I read blogs for my job. I used to read them for fun. There was a certain satisfaction circa 2002 in answering the question, "where did you hear that?" with the name of a blog the other person had never heard of, which by now is a blog that person is sick of reading. Of course, now dogs have blogs. Dogs. Have blogs. This is deplorable. One good thing about the old Internet was that we didn't know they were dogs. And we thought they were fascinating. Good blogs have a few things in common. They are the often the product of an obsession, or a collection of obsessions. They are reported. And, yes -- well-curated links count as reporting. Good blogs are surprising. They are fresh. They break news. They are visually interesting. They make us laugh. They make us email our friends. They are sometimes deep. They update frequently. In other words, they are nothing like the lame personal blog you are reading.

The true test is whether you return. Here are 10 blogs that get my repeat business. That means their feeds are in my top folder in Google Reader, and I scroll through the headlines every day, even if I don't read every post. They are not, generally, mean-spirited or political or full of opinion.

  • BoingBoing I used to read BoingBoing when it was a print zine. By many measures, this group blog is consistently ranked at the top. Mark Fraunfelder, Corey Doctorow and Xeni Jardin, among other writers here, are some of the clearest thinkers about the Web and digital media. Obsessions include gadgets, steampunk, comics, copyright, robots, still and moving images, games, puzzles, madness, art. Chances are, if you come across something fresh and wild online, if it didn't originate on BoingBoing, it will be posted there within the next 10 minutes. If I could read just one blog, this is the one.
  • Cool Tools One new tool recommendation a day. I have bought utensils, eco-friendly shoes, toys and gadgets recommended here.

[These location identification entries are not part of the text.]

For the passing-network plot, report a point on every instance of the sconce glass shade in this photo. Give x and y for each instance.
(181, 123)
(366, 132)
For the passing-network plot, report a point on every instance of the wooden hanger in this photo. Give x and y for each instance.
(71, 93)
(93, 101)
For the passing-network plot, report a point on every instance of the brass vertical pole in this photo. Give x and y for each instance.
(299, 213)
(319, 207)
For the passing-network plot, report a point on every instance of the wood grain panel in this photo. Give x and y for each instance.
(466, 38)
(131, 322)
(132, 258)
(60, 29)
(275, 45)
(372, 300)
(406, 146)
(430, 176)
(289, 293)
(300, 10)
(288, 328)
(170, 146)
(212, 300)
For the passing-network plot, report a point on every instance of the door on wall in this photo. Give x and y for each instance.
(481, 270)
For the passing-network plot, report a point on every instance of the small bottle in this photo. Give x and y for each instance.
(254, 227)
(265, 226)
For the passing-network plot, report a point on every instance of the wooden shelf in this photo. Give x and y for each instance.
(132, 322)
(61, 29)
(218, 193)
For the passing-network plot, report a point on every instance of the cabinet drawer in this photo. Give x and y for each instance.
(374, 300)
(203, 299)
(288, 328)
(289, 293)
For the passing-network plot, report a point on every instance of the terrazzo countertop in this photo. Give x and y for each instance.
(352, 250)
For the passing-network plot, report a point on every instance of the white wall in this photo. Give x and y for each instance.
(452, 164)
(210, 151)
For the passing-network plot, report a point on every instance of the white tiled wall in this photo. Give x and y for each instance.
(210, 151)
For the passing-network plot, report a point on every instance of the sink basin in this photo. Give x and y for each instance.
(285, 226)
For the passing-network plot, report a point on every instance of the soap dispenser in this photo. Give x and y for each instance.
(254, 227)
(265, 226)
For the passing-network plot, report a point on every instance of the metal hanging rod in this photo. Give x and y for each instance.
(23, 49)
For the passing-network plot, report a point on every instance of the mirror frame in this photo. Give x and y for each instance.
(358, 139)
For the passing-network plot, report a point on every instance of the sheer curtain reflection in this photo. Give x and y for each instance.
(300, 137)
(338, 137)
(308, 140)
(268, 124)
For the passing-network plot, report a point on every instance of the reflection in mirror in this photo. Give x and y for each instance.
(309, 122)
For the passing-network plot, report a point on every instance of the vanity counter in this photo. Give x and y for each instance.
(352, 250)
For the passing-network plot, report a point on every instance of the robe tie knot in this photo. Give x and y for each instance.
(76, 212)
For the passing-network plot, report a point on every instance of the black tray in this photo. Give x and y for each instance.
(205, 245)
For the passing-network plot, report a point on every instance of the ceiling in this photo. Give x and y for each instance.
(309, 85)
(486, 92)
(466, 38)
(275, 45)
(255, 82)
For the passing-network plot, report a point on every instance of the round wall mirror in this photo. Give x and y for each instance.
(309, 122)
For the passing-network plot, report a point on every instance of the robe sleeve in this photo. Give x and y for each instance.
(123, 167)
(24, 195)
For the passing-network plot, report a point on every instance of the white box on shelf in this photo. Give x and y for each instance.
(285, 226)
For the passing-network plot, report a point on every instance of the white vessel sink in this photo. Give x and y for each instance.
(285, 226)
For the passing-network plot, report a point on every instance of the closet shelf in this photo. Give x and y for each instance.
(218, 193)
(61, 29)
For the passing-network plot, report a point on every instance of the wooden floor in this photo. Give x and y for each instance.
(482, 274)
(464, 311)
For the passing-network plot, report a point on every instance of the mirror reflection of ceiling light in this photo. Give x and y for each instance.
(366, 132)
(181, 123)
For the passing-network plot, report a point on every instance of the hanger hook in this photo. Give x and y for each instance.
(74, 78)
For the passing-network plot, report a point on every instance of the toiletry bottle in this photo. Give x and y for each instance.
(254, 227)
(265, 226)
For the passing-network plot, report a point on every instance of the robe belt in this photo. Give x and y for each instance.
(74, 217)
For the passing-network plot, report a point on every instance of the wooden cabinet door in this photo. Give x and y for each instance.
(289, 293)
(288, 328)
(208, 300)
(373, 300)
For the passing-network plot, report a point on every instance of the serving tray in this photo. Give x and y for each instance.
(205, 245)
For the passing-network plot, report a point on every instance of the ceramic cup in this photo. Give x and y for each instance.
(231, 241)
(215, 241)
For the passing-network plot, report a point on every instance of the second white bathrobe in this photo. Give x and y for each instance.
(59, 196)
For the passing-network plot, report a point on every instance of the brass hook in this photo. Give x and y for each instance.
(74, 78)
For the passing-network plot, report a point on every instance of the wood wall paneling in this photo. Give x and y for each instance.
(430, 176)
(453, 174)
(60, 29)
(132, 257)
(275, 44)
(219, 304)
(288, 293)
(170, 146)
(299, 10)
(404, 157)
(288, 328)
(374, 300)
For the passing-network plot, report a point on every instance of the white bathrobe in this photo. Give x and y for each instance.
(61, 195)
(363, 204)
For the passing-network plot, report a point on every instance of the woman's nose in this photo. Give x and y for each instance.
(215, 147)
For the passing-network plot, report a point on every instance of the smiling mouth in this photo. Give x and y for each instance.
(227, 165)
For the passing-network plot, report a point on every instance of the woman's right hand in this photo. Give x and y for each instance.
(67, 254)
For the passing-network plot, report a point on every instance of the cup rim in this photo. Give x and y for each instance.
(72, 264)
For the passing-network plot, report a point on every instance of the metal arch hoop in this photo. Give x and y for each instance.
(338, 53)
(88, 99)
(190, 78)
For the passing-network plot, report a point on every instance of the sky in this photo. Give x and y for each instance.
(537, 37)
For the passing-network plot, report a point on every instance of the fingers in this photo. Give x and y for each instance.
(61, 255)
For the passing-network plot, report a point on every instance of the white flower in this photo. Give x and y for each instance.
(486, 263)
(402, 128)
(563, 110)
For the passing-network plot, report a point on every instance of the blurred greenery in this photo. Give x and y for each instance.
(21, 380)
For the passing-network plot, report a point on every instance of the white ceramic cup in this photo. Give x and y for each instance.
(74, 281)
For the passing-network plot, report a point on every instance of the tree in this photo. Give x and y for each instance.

The blog was started by Kevin Kelly, former editor of the Whole Earth Review, Wired and the subject of one of the most interesting interviews ever to be broadcast on "This American Life," in 1995. Go listen to it.
  • kottke.org Jason Kottke has been serving up fine hypertext products at his blog about the liberal arts since March 1998. He has his finger on the pulse of the Internet. Chances are, if you are about to blog it, Kottke has already blogged it. He has a nose for online innovation, curiosities, important trends and goofball concepts.
  • Metafliter A community site started by Matt Haughey when blogs were still called weblogs. It is still going strong. It's hard to define what makes a good FPP, and I haven't tried in ages, but skip the newsfilter; the real action is in the comments, which are witty, intelligent and only sometimes brutal. And if you have a question about anything -- anything -- Ask Metafilter, and get multiple answers, in a feature badly copied by Yahoo, Google and others.
  • Fimoculous Rex Sorgatz reads the Web so I don't have to, then he links to the best stuff. Short, to the point, prolific, on hot topics. He makes it look easy, but -- it isn't.
  • Streetsblog If you don't ride a bike or walk on sidewalks in New York City, you may not want to read this blog, but I do and I do, so I do.
  • The Unofficial Apple Weblog There must be 10,000 Apple and Mac news/rumor blogs, and I've read them all, but in the end you only need one, and this is the one I picked, because it taught me how to jailbreak my iPhone.
  • Ephemeral New York "Chronicling an ever-changing city through fading and forgotten artifacts." I don't know how she finds this stuff, but it's all cool.
  • Dvorak Uncensored Weird crime. Bizarre health claims. Why read it in tomorrow's Post or Daily News when you can read it at John C. Dvorak's WTF-news site first?

O.K., that's only 9. There are several tied for 10th place. I'll save them for another post.